The new project will emphasize standardization of microbiological procedures and instrumental and subjective methods for sensory quality analysis and flavor-based shelf life measurement and emerging treatments and techniques for assuring fresh-cut quality; similarly, we will consider physiological processes that control quality changes in fresh-cut products. We will develop standard protocols for evaluation of the efficacy of sanitizers and the appropriateness of experimental protocols for microbiological challenge studies with fresh-cut produce. New sanitizers, natural product antimicrobials, and physical treatments to control microbes will be tested. Because of the potential for treatment interactions between vegetable and fruit tissues and microbes, we plan on close coordination between microbiologists and plant/food scientists in all of the above activities.

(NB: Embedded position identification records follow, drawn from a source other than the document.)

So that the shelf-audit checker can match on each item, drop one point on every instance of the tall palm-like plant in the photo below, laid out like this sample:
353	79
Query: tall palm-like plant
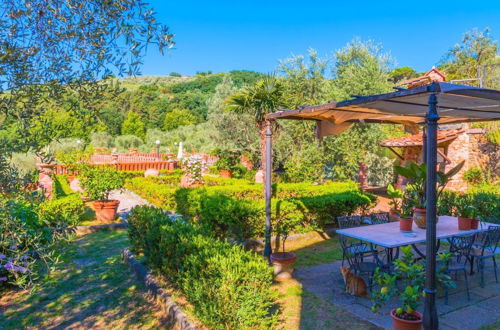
265	97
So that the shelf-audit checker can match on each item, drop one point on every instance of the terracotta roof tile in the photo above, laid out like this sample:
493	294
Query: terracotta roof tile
444	135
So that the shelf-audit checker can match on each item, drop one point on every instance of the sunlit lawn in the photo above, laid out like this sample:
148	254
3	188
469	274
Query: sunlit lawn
91	288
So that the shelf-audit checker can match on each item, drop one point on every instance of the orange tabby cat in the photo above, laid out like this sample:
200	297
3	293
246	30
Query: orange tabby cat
355	285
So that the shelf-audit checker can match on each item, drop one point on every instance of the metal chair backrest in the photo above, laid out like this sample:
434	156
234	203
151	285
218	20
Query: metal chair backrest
490	240
350	221
380	217
461	245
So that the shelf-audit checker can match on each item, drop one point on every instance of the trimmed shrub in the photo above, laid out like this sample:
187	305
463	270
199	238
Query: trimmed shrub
227	286
61	186
62	212
486	203
235	209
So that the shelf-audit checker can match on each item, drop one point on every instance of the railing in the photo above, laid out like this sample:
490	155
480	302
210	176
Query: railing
169	165
129	158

B. Fresh-cut Product Quality
Pre-harvest conditions that stress the plant will affect the quality and shelf-life of the postharvest crop (Monselise and Goren, 1987; Nigh, 1990). Knowledge of these conditions is important for assessing postharvest potential of fresh-cut products (Blacharski et al., 2001; Borve and Sekse, 2000; Gorny et al., 1998; Kim et al., 1993). The maturity of fruits and vegetables intended for fresh-cut processing is a critical factor determining potential quality and shelf life (Bai et al., 2009; Beaulieu, 2005, 2007; Beaulieu et al., 2004; Soliva-Fortuny et al., 2002, 2004). Integration of cultivar selection, pre-harvest and postharvest conditions and treatments is needed to obtain the best possible quality of the marketed fresh-cut product (Beaulieu and Lea, 2003).
Understanding the components of eating quality involves comparison of instrumental with sensory analysis (Beaulieu and Baldwin, 2002; Jordán et al., 2001a,b; Plotto et al., 2000; Schieberle and Hofmann, 1997). Detailed sensory analysis is required on fresh-cut produce treated in various applications that potentially affect flavor and textural attributes and impact overall eating quality. Many attempts at measuring texture have used sensory analysis coupled with instrumental measurements (Abbott et al., 1984; Beaulieu et al., 2004; DeBelie et al., 2002; Drake, 1962; Harker et al., 2002; Mohamed et al., 1982; Szczesniak, 1963; Vickers, 1981; Vickers and Bourne, 1976; Vincent, 1998). There are no generally accepted definitions of textural attributes applicable to fresh-cut products, sensory scale anchors, or methods for their measurement (Fillion and Kilcast, 2002; Harker et al., 1997). The proposed project will include study of practical methods for measuring flavor and texture of fresh-cut vegetables and fruits, and relating to sensory measurements using modern multivariate statistical techniques.